I have no career to protect (there are some benefits to an unproductive life) and yet even I experience a little twinge at saying that maybe, just maybe, if you have to go to all this effort to invent terrorist threats, the real thing doesn't exist at all. That's not an assertion, just an uncomfortable twinge. But I must say it bears a remarkable resemblance to the twinge I had more than a year ago, looking at all the trumped up evidence of WMDs in Iraq, and thinking, hmmm, if the weapons exist, why the need to make up so much? Some people were certain before the war that there were no WMDs. I think more people now claim to have been certain than really were. But I'll try to be honest and not claim any prescience I didn't really have. I had nagging doubts, but even though I thought the war was a horrible idea, my doubts never overcame my conviction that even the Bushies would not lie so boldly.I've thought for a long time that the same people who brought us the cooked-up "intelligence" on Iraq's WMDs are the ones who are bringing us all the intelligence on alleged terrorist threats. As Jeanne points out, however, there are some things one just isn't supposed to say.

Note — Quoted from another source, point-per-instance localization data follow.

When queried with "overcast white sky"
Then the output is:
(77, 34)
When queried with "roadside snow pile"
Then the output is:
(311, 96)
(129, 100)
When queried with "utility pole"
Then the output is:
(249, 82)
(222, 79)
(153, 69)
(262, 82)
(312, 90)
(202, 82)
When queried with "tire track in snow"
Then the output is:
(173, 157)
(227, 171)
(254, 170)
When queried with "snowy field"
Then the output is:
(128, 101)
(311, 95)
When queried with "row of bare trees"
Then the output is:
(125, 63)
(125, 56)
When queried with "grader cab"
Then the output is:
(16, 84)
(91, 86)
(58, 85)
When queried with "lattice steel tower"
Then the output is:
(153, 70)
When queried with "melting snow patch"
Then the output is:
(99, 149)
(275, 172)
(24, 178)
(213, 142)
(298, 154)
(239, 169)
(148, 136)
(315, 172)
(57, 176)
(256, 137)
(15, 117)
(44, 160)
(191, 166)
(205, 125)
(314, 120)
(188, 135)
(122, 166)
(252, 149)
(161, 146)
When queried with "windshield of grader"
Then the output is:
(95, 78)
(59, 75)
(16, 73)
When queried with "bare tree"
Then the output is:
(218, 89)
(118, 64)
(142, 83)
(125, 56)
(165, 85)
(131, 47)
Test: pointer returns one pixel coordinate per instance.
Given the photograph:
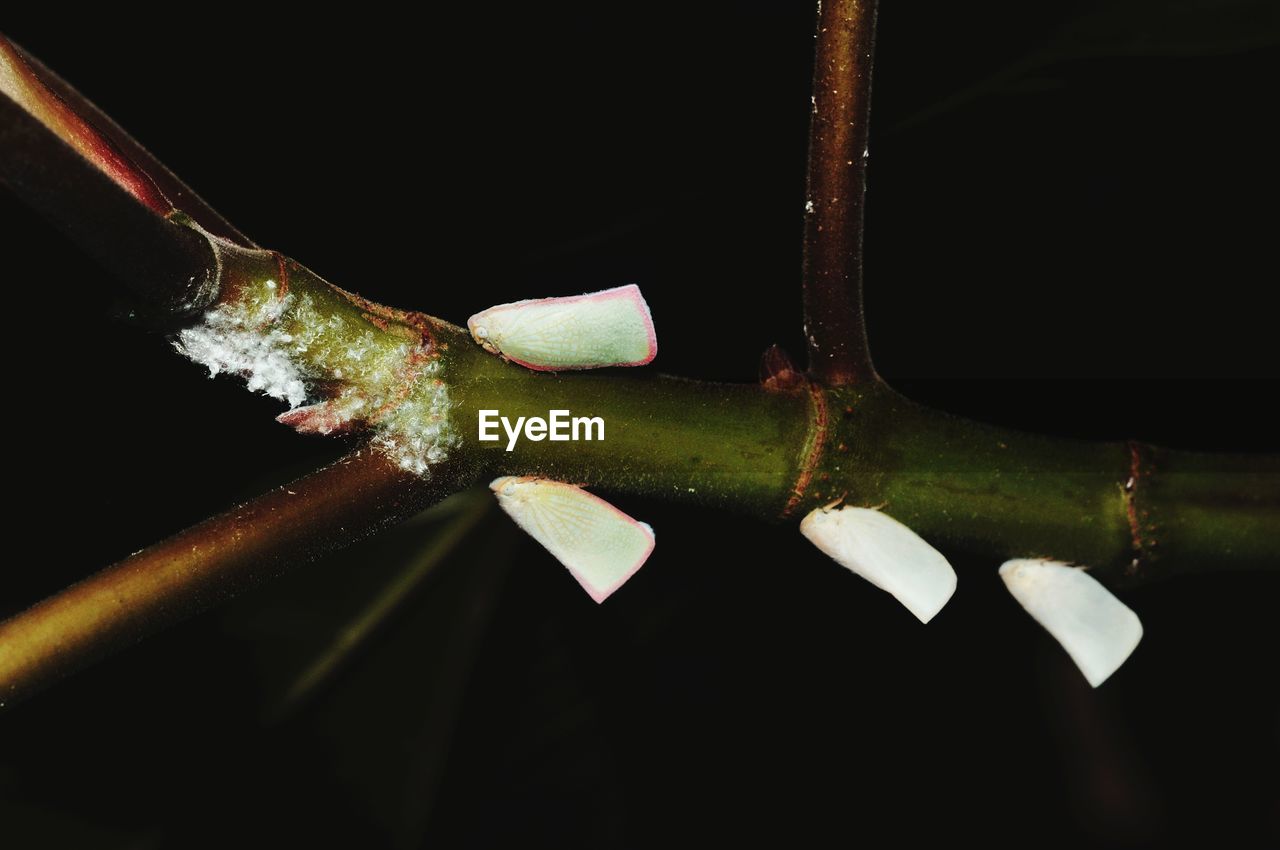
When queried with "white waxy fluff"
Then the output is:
(885, 552)
(1097, 630)
(241, 341)
(609, 328)
(600, 545)
(250, 338)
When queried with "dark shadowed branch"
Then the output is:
(835, 328)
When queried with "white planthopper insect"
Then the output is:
(608, 328)
(600, 545)
(1097, 630)
(885, 552)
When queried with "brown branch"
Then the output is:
(77, 122)
(195, 569)
(837, 183)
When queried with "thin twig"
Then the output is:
(197, 567)
(837, 183)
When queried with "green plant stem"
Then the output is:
(1128, 511)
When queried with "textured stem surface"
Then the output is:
(837, 186)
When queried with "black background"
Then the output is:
(1083, 245)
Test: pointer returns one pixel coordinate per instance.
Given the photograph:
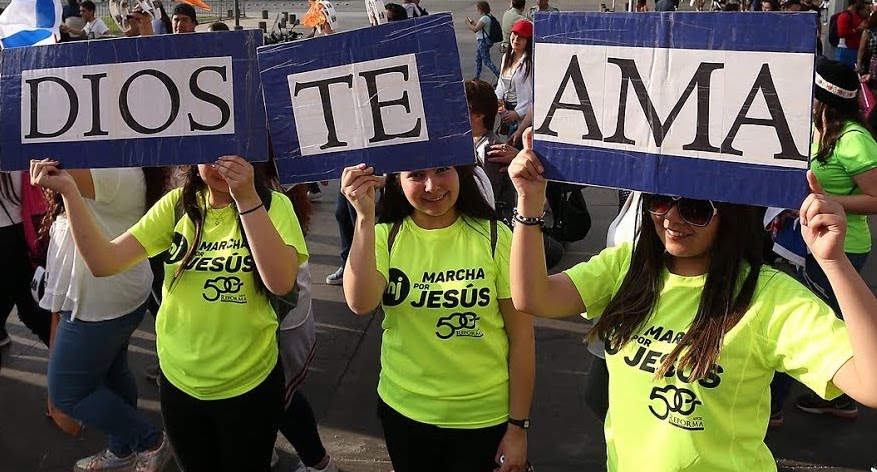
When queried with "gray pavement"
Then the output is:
(341, 385)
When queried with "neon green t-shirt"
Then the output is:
(854, 153)
(717, 423)
(215, 331)
(444, 352)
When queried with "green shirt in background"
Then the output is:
(854, 153)
(717, 423)
(215, 332)
(444, 351)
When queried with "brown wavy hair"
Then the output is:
(724, 300)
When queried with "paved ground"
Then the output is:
(341, 385)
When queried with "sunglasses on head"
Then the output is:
(694, 212)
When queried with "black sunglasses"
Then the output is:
(694, 212)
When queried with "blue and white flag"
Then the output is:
(30, 23)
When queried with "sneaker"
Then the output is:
(106, 461)
(336, 278)
(843, 406)
(154, 461)
(776, 419)
(330, 467)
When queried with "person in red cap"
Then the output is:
(514, 89)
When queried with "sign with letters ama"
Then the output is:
(391, 96)
(132, 102)
(703, 106)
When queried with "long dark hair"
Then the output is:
(723, 302)
(394, 206)
(508, 59)
(830, 121)
(157, 184)
(193, 203)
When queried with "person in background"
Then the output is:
(514, 14)
(541, 5)
(483, 43)
(184, 19)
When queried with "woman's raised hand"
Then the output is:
(47, 173)
(358, 185)
(526, 173)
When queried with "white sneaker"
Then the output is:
(330, 467)
(154, 461)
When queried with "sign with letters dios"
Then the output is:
(131, 102)
(704, 106)
(391, 96)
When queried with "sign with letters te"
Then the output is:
(704, 106)
(391, 96)
(132, 102)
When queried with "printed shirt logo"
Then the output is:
(441, 293)
(672, 403)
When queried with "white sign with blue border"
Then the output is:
(391, 96)
(703, 106)
(134, 102)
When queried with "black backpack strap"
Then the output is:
(391, 238)
(493, 237)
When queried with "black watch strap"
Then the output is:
(524, 423)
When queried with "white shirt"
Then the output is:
(522, 85)
(95, 28)
(119, 202)
(10, 211)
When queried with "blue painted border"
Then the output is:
(745, 31)
(689, 177)
(431, 38)
(249, 139)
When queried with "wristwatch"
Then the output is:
(524, 423)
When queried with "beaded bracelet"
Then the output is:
(533, 221)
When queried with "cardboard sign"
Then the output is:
(391, 96)
(704, 106)
(132, 102)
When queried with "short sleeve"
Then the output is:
(857, 152)
(106, 184)
(598, 278)
(155, 230)
(802, 336)
(287, 225)
(382, 255)
(501, 261)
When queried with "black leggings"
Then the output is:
(419, 447)
(235, 434)
(15, 277)
(299, 426)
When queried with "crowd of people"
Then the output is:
(688, 308)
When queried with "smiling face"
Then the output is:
(688, 245)
(433, 194)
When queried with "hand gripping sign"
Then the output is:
(391, 96)
(132, 102)
(704, 106)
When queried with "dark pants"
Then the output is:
(345, 215)
(233, 435)
(16, 273)
(299, 426)
(419, 447)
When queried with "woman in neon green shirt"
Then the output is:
(230, 241)
(695, 326)
(457, 359)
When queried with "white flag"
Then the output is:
(30, 23)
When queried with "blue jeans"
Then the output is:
(482, 55)
(89, 380)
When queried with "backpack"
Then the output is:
(572, 221)
(494, 34)
(833, 37)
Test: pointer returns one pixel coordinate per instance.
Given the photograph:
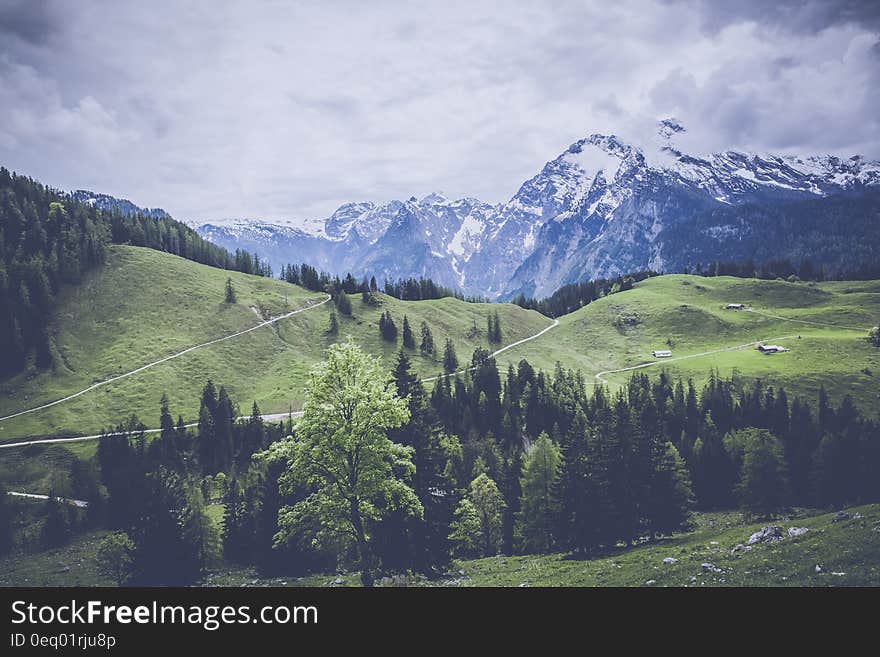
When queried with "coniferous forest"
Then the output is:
(47, 239)
(521, 461)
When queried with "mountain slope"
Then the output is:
(143, 305)
(601, 208)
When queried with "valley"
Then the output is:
(102, 332)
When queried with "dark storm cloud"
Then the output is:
(283, 111)
(792, 15)
(31, 21)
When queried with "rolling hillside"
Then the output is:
(145, 305)
(686, 315)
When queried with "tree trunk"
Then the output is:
(363, 549)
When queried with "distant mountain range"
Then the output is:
(603, 207)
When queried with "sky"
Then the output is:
(283, 111)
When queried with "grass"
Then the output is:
(144, 305)
(847, 552)
(686, 314)
(851, 547)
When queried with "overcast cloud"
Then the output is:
(286, 110)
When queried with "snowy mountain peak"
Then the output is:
(669, 127)
(434, 198)
(603, 206)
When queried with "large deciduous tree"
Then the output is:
(342, 455)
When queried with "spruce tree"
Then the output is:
(343, 303)
(56, 530)
(538, 504)
(450, 360)
(671, 495)
(6, 535)
(409, 340)
(489, 503)
(427, 344)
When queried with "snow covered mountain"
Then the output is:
(603, 207)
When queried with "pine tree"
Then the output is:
(114, 558)
(489, 503)
(343, 303)
(671, 495)
(538, 505)
(56, 530)
(466, 533)
(494, 327)
(763, 483)
(387, 327)
(422, 433)
(427, 344)
(409, 340)
(6, 535)
(450, 360)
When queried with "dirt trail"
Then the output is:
(166, 358)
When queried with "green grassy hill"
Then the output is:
(847, 553)
(686, 314)
(144, 305)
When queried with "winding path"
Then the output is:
(270, 417)
(80, 503)
(600, 377)
(167, 358)
(496, 352)
(804, 321)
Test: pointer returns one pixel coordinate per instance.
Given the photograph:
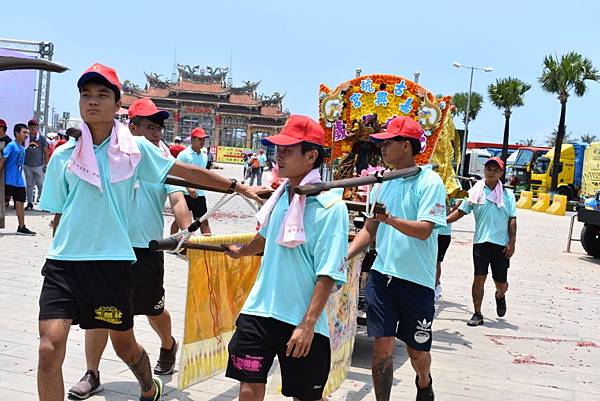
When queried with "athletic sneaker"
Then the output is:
(476, 320)
(425, 394)
(25, 231)
(500, 306)
(158, 394)
(438, 292)
(87, 386)
(166, 361)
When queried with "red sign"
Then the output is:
(196, 110)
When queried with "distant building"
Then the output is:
(231, 116)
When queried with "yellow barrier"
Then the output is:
(543, 202)
(559, 205)
(526, 200)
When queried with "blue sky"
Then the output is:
(294, 46)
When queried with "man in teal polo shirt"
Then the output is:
(303, 259)
(88, 279)
(495, 212)
(146, 223)
(195, 199)
(400, 289)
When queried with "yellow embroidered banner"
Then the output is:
(217, 289)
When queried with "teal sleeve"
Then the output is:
(432, 204)
(182, 157)
(172, 189)
(331, 249)
(466, 207)
(153, 166)
(263, 231)
(54, 195)
(7, 151)
(512, 210)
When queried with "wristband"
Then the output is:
(232, 186)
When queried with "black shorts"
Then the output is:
(196, 205)
(254, 345)
(96, 294)
(399, 308)
(148, 280)
(443, 244)
(17, 193)
(488, 254)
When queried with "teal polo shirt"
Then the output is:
(188, 155)
(287, 276)
(418, 198)
(94, 223)
(491, 222)
(146, 220)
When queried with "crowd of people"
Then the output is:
(107, 191)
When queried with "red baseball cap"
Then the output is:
(496, 160)
(297, 129)
(108, 74)
(198, 133)
(402, 126)
(145, 107)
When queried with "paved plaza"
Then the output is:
(546, 348)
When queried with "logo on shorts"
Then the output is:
(423, 331)
(109, 314)
(248, 364)
(343, 267)
(160, 304)
(438, 210)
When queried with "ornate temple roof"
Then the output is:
(209, 85)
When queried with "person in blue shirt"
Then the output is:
(88, 275)
(14, 184)
(146, 222)
(303, 259)
(494, 208)
(400, 289)
(195, 199)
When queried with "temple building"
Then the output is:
(232, 116)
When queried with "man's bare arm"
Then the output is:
(55, 223)
(301, 340)
(363, 238)
(180, 210)
(202, 176)
(455, 216)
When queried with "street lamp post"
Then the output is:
(463, 152)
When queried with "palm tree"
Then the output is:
(589, 138)
(460, 105)
(527, 142)
(561, 77)
(551, 138)
(506, 94)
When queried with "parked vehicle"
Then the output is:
(570, 171)
(518, 170)
(589, 212)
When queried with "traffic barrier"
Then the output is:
(543, 202)
(526, 200)
(559, 205)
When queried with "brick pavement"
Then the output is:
(546, 348)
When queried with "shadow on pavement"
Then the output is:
(119, 391)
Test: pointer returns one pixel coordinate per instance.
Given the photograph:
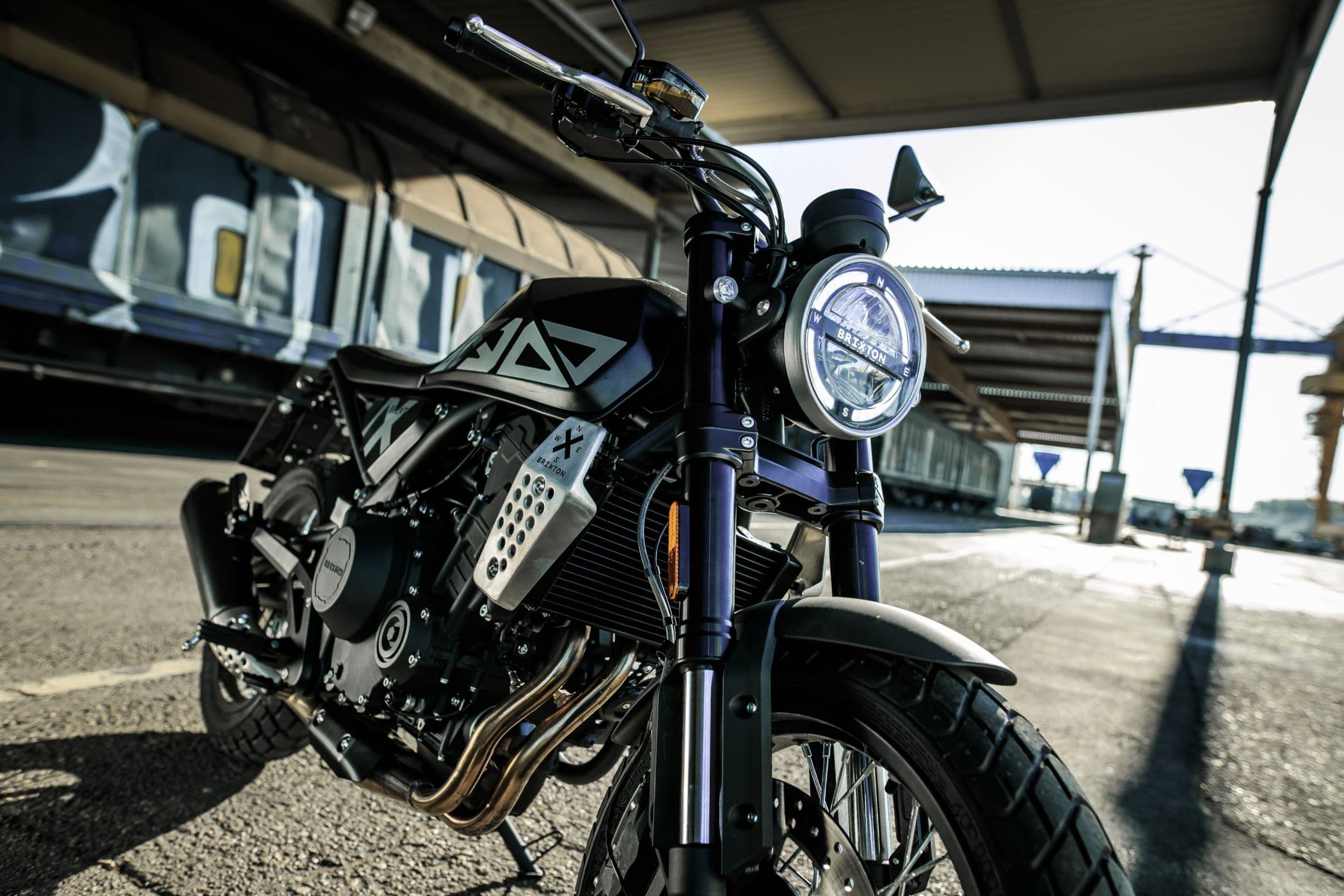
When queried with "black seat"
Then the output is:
(381, 370)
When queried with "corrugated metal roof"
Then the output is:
(1034, 342)
(1058, 291)
(938, 63)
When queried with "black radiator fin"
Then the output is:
(602, 580)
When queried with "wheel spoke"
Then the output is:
(858, 781)
(904, 880)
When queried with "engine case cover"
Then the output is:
(360, 567)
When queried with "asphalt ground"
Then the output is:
(1204, 719)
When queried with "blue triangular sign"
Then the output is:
(1197, 480)
(1046, 463)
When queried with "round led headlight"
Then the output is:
(854, 347)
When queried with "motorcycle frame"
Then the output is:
(711, 783)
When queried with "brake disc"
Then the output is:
(834, 867)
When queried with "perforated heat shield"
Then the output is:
(545, 512)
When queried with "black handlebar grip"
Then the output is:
(463, 41)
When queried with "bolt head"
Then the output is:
(724, 291)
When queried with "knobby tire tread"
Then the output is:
(1032, 824)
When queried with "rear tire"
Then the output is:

Luke Mitchell had an interesting essay in Harper's a few months ago on what it costs us when we make the likelihood and consequences of a terrorist attack something we are not even allowed to question. Is it really necessary to reorganize our entire way of life because of a threat that is remote at best, and perhaps far less likely or devistating than it is politically correct to posit?
I've rarely seen that question asked so directly, which is very odd, considering how fundamental it is.